James Murray tells a story for a small crowd at the ORL Salmon Arm branch on Saturday, Feb. 25.

Column: Searching for the right pair of socks

By James Murray, Observer contributor

If there is no such thing as a bargain, then it only follows that you get what you pay for.

Needless to say, over the years I have learned the significance of both adages the hard way. Which sort of brings me to my point. For several weeks now I have been looking for a good pair of hiking boots and, in the process of searching for the right boots, I’ve also found myself searching for the right outdoor socks.

I learned a long time ago that a pair of good quality, comfortable, properly fitting pair of socks is probably one of the most important pieces of outdoor gear you can have when venturing into the wilds. Take my word for it, nothing can ruin a walk in the woods or an extended outdoor adventure more than blisters – and all for the want of a good pair of socks.
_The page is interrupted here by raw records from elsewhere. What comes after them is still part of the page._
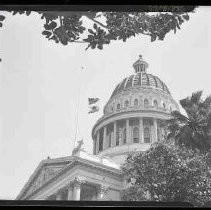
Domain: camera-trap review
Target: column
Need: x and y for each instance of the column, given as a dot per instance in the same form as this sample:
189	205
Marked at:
77	188
104	138
155	129
127	131
114	136
141	130
70	193
59	195
102	190
97	142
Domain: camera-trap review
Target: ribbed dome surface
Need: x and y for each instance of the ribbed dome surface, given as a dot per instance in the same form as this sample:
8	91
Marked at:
140	79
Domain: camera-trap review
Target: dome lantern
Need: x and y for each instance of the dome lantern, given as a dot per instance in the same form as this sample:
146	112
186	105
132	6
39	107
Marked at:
140	65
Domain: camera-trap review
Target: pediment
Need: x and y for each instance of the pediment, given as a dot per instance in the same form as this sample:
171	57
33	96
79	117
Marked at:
45	171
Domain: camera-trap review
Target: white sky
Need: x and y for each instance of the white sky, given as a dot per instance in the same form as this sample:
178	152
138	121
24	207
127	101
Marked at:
40	82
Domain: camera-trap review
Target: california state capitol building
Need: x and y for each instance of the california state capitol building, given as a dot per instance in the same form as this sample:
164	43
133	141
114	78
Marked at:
133	118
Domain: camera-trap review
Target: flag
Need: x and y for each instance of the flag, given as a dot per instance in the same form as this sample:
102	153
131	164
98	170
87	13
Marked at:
94	109
93	100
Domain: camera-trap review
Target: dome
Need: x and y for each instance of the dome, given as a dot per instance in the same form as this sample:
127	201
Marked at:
135	115
141	79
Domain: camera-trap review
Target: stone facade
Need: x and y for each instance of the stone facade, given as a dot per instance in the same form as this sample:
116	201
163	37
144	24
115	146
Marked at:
134	118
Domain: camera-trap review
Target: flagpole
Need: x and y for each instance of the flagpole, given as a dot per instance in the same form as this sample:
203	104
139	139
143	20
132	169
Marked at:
77	113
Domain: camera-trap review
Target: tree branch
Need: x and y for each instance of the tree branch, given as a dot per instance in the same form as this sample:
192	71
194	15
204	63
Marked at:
104	26
66	35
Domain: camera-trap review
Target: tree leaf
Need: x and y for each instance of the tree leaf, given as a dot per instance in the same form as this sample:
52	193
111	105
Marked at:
2	17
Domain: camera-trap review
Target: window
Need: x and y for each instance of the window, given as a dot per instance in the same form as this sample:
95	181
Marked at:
109	140
146	103
146	135
126	103
100	144
136	102
158	134
124	136
155	103
118	106
135	135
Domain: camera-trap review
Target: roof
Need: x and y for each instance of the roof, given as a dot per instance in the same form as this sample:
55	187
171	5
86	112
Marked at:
141	79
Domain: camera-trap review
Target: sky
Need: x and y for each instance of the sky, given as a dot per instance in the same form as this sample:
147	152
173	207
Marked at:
40	83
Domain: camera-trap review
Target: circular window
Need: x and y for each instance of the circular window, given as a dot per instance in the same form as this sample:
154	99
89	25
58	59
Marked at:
136	102
146	103
118	106
155	103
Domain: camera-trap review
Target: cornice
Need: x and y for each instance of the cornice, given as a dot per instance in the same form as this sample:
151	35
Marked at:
77	161
123	113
Over the last two decades, modern ‘sock technology’ has evolved to the point where one can now purchase a multitude of socks, made of both natural and synthetic materials, designed for various types of specific activities.
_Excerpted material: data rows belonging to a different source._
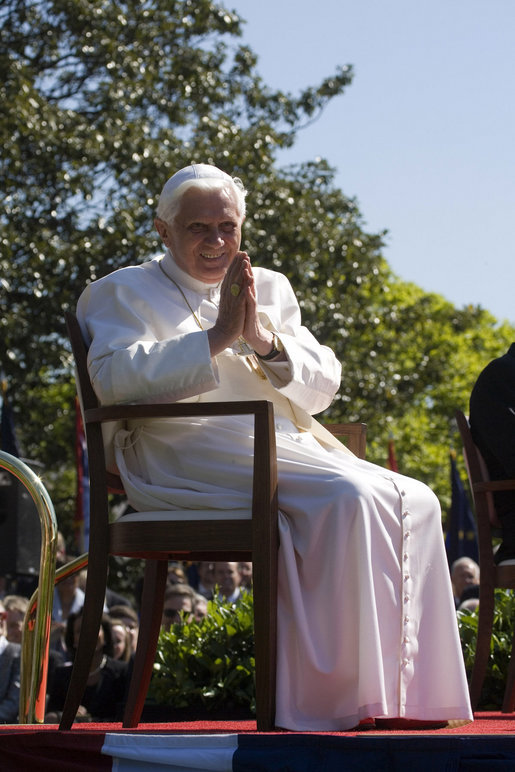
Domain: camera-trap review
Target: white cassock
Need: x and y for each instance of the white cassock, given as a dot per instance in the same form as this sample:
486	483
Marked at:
366	619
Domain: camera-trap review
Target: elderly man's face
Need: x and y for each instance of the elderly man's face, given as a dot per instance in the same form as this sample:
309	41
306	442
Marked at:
206	233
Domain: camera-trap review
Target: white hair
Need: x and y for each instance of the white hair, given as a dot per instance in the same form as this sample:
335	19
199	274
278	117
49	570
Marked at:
168	205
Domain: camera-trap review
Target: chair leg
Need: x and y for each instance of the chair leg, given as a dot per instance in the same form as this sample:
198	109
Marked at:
484	635
152	601
508	705
265	638
90	625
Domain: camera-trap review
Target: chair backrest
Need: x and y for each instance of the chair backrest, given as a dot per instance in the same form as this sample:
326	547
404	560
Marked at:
88	400
87	396
477	471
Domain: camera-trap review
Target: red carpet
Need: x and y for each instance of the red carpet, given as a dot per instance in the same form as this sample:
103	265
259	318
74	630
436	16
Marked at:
235	746
484	724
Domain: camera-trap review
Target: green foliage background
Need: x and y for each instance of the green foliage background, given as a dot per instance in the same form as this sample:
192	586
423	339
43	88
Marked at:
102	100
209	663
500	647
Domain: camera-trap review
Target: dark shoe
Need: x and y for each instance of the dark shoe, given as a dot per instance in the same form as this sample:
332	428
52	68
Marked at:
408	723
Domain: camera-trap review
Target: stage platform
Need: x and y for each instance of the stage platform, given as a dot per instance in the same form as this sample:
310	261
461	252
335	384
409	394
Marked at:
487	745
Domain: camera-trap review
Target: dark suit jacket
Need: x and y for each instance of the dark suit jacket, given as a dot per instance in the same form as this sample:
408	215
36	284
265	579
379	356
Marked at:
9	683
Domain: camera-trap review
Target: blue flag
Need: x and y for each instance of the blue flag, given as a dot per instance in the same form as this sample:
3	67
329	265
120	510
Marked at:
461	538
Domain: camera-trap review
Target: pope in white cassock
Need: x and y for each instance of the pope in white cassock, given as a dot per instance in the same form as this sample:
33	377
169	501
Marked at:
366	619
Having said that, wool still comprises a significant percentage (25 to 85 per cent) of the fabric used in making many of these socks. Most sock manufacturers list the percentage of materials used right on the packaging. Silk is another natural fibre commonly found in socks. Silk wicks moisture and provides a smooth feel, which also makes it ideal for outdoor walking wear.
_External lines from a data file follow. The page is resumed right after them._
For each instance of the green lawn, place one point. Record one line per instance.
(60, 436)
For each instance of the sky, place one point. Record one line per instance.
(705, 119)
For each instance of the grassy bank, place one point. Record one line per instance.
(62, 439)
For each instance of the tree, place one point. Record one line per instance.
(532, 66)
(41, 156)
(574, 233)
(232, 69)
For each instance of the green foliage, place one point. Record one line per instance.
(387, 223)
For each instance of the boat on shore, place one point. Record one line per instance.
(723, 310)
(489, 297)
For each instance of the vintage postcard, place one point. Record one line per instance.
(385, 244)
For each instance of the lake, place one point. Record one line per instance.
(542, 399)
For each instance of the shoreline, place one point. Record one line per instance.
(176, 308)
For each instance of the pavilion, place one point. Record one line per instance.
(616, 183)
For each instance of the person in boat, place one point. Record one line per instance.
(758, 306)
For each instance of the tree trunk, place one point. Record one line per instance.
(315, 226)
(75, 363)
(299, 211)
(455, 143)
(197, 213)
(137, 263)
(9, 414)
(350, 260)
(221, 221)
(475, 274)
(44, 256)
Not all natural materials, however, are good fibres for socks. Avoid socks containing large quantities of cotton as it is a poor insulator and retains moisture. The latter trait is what leads to hotspots (friction areas on your feet) when you’re walking that can ultimately lead to blistering. Cotton socks are a recipe for disaster.

More often than not, synthetic fibres and materials are added to enhance a sock’s comfort, as well as increase insulation, moisture-wicking ability and cushioning. Some of the more common synthetic fibres used in socks are polyester, which has both moisture wicking and quick-drying properties; acrylics, which provide good insulation, feel soft next to the skin and wick moisture well; and nylon, which gives elasticity as well as strength to socks.

When selecting socks, a good rule of thumb is to match the weight of the sock to the type of walking/hiking you will be doing and the weight of your walking shoe or hiking boot.

For example, a lightweight sock will compliment lighter walking shoes on easy trails for a few hours of walking or hiking. Harder trail types require mid-weight socks, while heavy socks are what’s wanted for rough and difficult terrain when hiking for several hours.

When buying a pair of socks, look for extra cushioning in the areas where your feet tend to get sore such as the heel or toe. If your feet rub against the tongue of your boot, causing discomfort, look for extra padding on the instep of a sock. Matching socks and boots can also reduce the chance of twisting an ankle.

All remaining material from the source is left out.